Redress and recommendations

The Ombudsman recommends that the Dentist:

  • (i) carries out a Clinical Audit of his own x-ray procedures to ensure that any problems with the current system can be identified and removed; and
  • (ii) carries out a similar audit in respect of his record-keeping to ensure compliance with General Dental Council Standards.

The Dentist has accepted the recommendations and will act on them accordingly.

  • Report no:
    200501596
  • Date:
    February 2008
  • Body:
    Ayrshire and Arran NHS Board
  • Sector:
    Health

Overview

The complainant (Mrs C) raised a number of concerns about the care and treatment of her father (Mr A) during the final months of his life while he was a patient of Ayrshire and Arran NHS Board (the Board).  She was particularly concerned with the administration of drugs to her father and the palliative care he received.

Specific complaints and conclusions

The complaints which have been investigated are that:

  • (a) the Board's administration of Amisulpride to Mr A was not appropriate (not upheld); and
  • (b) the Board did not provide adequate palliative care to Mr A (upheld).

Redress and recommendations

The Ombudsman recommends that the Board apologise to Mr A's family for the inadequacy of the palliative care afforded to Mr A to the extent that the use of syringe drivers would have been a more appropriate method of pain management than fentanyl patches.

The Board have accepted the recommendations and will act on them accordingly.

  • Report no:
    200501555
  • Date:
    February 2008
  • Body:
    Grampian NHS Board
  • Sector:
    Health

Overview

The complainant (Miss C), an advocacy worker, complained on behalf of a man (Mr A) regarding the treatment received by his late wife (Mrs A) at her GP Practice (the Practice).  Mr A complained about the Practice's failure to promptly diagnose Mrs A's secondary cancer and he considered that the overall treatment provided to her was inappropriate.  The specific points of complaint are listed below.

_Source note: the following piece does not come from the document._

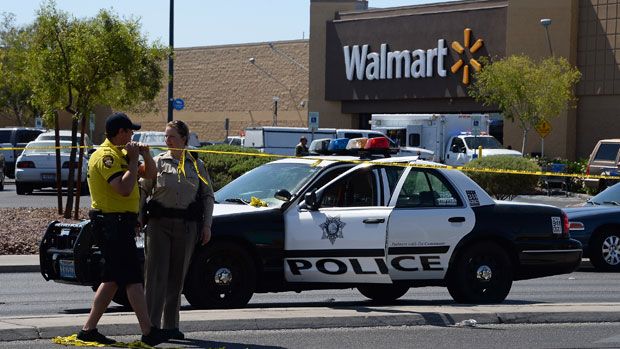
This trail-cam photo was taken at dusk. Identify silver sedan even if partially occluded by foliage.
[15,141,88,195]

Specific complaints and conclusions

The complaints which have been investigated are that the Practice:

  • (a) failed to diagnose and properly treat Mrs A's illness (not upheld);
  • (b) provided inaccurate information about waiting times for an ultrasound scan (upheld);
  • (c) inaccurately completed an out-patient appointment form (not upheld);
  • (d) delayed arranging blood tests and only did so upon Mrs A's request (no finding);
  • (e) delayed admitting Mrs A to hospital (not upheld);
  • (f) failed to respond to Mrs A and her family sympathetically and empathetically (not upheld);
  • (g) caused distress by asking Mrs A why she needed a medical certificate (no finding); and
  • (h) dealt inefficiently with a request for a repeat prescription (not upheld).

Redress and recommendation

The Ombudsman recommends that the Practice considers putting procedures in place to regularly check prevailing waiting times for relevant out-patient services/clinics and does not continue to rely on historic data which may no longer be accurate.

 The Practice have accepted the recommendation and will act on it accordingly.